Ironically, Fogerty's assumption here was actually wrong: David Eisenhower would volunteer for military service in 1970, serving a total of three years as an officer in the U.S. Naval Reserve; far more time than Fogerty himself spent in the Army Reserve after being drafted a few years earlier. But Fogerty's assumptions, even if wrong, reveal the class tensions coming to the fore at the time. Fogerty went on to tell Rolling Stone that, "in 1969, the majority of the country thought morale was great among the troops, and like 80% of them were in favor of the war. But to some of us who were watching closely, we just knew we were headed for trouble." (Source)

And indeed, we were.

Great Angry Majority

In the first years of American intervention in Vietnam, the vast majority of the American people supported the war effort. But as the war dragged on and on without seeming to move toward victory, and as the number of American ground troops grew and grew—from a few thousand in the early 1960s to nearly 200,000 in 1965 to a peak of more than half a million in 1968—the American public increasingly came to question U.S. involvement in Vietnam.

While some antiwar sentiment existed pretty much from the outset of the war, it really came to a head around the time that Creedence Clearwater Revival recorded "Fortunate Son" in November of 1969. Prior to the Tet Offensive of 1968, the antiwar movement was primarily composed of college students, hippies, and pacifists, part of a broader youth-based movement aimed at reforming traditional American social norms and values. But between 1968 and 1969, this disaffection with the Vietnam War expanded to include many middle-class moderates. On October 15th, 1969, two million Americans participated in a nationwide protest known as the Moratorium. During this period, over half a million young men defied the Selective Service draft, some of them burning their draft cards in large protest demonstrations.
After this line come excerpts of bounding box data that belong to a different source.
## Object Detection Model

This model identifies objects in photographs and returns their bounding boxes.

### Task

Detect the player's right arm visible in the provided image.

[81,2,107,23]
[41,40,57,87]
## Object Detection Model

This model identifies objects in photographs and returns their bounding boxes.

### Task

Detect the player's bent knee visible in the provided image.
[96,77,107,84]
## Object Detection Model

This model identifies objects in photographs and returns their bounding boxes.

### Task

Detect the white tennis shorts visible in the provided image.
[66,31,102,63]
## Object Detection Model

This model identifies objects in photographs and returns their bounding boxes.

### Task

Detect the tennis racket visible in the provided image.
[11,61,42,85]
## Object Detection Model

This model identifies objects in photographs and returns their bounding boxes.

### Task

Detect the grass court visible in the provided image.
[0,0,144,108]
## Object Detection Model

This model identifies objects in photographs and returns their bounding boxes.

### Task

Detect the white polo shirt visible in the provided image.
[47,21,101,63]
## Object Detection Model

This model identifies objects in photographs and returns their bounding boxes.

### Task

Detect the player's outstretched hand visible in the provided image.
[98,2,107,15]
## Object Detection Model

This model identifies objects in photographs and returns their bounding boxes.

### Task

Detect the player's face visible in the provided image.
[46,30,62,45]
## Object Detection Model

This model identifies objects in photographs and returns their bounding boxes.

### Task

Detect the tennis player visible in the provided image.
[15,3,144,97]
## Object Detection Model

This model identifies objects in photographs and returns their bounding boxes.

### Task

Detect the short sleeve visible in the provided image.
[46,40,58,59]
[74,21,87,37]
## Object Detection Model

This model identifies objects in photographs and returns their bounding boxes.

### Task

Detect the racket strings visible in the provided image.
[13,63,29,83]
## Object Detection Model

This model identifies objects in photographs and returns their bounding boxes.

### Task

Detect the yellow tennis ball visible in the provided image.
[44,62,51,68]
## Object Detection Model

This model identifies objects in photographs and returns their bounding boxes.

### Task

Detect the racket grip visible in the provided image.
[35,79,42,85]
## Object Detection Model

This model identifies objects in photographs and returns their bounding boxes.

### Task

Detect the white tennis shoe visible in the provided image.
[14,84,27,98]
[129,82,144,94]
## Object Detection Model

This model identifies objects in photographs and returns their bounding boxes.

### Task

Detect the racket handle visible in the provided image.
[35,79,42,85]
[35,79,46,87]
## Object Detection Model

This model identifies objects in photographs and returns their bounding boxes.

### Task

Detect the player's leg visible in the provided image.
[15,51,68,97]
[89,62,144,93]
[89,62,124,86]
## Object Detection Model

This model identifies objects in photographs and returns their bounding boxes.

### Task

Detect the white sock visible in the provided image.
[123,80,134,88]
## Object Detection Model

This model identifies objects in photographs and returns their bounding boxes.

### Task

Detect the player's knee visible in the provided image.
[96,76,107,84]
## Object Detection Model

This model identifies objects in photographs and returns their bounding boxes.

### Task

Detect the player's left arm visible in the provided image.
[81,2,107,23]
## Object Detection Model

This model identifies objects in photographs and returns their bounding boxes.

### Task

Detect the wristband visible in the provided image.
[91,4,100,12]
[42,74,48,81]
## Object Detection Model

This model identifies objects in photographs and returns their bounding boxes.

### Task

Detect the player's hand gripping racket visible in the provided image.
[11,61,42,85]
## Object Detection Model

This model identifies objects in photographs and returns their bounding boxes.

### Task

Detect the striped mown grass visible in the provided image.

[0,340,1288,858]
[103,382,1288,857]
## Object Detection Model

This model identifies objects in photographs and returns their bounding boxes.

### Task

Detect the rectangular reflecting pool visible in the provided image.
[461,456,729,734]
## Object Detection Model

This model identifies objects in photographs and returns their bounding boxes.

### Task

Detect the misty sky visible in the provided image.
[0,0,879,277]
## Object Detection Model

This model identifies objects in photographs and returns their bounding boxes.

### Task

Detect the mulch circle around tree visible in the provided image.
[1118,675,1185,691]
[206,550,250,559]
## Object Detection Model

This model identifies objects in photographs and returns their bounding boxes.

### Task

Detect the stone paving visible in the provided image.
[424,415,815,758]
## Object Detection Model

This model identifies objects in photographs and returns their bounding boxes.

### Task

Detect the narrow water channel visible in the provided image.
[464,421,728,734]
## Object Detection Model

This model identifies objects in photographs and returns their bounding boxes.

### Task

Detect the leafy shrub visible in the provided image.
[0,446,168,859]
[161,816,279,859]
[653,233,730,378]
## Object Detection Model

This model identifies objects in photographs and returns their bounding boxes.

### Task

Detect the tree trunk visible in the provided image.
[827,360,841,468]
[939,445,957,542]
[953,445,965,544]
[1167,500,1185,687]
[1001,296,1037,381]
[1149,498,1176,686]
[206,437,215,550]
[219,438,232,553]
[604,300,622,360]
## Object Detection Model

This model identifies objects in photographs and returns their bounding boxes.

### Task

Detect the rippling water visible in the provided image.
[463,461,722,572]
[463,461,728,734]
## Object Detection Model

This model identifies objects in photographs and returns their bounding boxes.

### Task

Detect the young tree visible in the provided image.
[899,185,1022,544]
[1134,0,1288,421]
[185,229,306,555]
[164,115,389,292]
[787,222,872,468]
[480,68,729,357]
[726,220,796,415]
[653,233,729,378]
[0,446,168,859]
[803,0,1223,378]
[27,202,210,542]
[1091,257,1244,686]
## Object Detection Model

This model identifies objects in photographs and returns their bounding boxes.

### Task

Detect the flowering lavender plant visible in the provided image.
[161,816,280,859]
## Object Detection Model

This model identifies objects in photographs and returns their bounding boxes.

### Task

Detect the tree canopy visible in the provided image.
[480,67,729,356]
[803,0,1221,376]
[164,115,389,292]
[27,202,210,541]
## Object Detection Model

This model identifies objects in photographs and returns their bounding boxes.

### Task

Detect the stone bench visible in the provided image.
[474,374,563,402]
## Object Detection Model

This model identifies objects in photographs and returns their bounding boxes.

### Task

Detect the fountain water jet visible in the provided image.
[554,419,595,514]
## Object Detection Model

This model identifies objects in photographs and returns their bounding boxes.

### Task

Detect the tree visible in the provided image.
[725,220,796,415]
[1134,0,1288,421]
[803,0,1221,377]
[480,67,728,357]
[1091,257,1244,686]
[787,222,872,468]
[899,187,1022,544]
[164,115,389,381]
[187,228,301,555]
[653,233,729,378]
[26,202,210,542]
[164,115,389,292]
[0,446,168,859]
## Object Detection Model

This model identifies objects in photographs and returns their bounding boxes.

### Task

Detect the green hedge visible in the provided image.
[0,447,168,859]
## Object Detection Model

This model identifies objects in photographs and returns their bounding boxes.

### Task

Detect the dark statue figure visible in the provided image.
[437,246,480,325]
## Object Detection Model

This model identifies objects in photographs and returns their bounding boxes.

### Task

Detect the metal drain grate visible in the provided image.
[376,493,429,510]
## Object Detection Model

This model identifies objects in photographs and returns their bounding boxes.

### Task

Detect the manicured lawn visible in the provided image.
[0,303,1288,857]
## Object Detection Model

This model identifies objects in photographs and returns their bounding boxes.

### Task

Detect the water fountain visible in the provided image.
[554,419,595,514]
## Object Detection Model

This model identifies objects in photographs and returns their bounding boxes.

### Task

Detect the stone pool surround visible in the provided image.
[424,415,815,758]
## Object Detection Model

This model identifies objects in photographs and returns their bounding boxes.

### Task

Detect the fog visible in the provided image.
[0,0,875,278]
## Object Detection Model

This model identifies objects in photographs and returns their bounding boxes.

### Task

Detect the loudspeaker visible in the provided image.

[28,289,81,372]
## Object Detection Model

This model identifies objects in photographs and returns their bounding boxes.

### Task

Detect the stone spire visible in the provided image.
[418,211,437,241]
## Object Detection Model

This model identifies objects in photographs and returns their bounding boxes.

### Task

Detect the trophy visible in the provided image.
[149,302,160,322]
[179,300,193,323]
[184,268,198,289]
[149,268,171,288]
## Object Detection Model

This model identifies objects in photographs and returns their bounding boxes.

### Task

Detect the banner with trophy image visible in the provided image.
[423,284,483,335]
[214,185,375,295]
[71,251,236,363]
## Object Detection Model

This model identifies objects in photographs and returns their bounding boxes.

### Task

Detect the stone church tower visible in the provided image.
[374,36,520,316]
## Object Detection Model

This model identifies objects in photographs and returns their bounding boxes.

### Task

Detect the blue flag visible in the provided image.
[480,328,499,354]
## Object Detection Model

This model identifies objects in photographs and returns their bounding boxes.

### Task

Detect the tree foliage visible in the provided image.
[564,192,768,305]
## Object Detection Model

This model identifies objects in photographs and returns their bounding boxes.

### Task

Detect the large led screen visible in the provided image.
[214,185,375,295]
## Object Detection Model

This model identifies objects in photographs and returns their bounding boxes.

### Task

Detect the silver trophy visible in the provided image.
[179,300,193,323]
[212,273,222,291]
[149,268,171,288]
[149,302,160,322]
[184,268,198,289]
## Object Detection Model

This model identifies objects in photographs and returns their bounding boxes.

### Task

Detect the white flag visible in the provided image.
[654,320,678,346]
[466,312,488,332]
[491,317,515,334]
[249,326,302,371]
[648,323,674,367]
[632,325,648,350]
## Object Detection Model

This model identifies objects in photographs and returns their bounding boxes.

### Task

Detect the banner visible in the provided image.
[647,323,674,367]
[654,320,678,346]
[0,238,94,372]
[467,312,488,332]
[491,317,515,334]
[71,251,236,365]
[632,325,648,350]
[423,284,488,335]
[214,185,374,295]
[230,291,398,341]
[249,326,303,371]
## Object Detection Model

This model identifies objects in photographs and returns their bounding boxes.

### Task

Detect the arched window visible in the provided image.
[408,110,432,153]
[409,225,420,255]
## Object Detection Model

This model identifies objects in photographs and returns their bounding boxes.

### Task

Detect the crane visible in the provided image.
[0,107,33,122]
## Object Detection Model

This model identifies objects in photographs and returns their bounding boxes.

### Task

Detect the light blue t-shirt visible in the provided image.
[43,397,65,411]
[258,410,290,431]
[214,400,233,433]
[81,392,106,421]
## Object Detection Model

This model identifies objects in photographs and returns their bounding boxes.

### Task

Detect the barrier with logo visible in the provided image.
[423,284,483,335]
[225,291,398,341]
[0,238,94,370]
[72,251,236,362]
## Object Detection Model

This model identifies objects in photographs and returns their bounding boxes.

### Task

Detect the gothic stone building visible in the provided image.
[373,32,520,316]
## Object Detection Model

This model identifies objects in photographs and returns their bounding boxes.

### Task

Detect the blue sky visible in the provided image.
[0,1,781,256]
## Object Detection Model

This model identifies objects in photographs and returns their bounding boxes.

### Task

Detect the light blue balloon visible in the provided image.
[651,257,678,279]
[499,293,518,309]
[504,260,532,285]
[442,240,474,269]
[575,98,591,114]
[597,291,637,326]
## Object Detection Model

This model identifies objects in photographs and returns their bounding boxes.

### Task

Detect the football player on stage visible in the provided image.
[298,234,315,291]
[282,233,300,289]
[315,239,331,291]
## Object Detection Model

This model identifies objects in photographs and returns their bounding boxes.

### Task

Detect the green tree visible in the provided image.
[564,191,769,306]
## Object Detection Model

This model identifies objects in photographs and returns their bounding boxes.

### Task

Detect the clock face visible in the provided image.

President Nixon (elected in 1968) attempted to portray the antiwar protestors as mere "rabble in the street." Hoping to find political advantage in class divisions in America, Nixon called critics of the war unpatriotic elitists. His Vice President, Spiro Agnew, attacked antiwar protesters as "effete, impudent snobs" who "mock the common man's pride in his work, his family and his country." Nixon insisted in a speech delivered on November 3rd, 1969 that there existed a "great silent majority" of Americans who supported the war.

Then came "Fortunate Son," released the very same month that Nixon delivered his "Great Silent Majority" speech. Creedence Clearwater Revival, a band with an unimpeachable blue-collar background and perspective, called into question Nixon's notion that the antiwar movement was composed only of bums, burnouts, and campus elitists. 

The song was incredibly critical of the Selective Service System, which produced a military that was disproportionately composed of minorities and the poor. These unfortunate sons lacked the resources to obtain educational or medical deferments, which were quite common among more affluent draftees. "Fortunate Son" poked holes in Nixon's rhetoric claiming that a "great silent majority" in America wholeheartedly supported the war. Instead, there may have been more of a "great angry majority." And "Fortunate Son" was their anthem.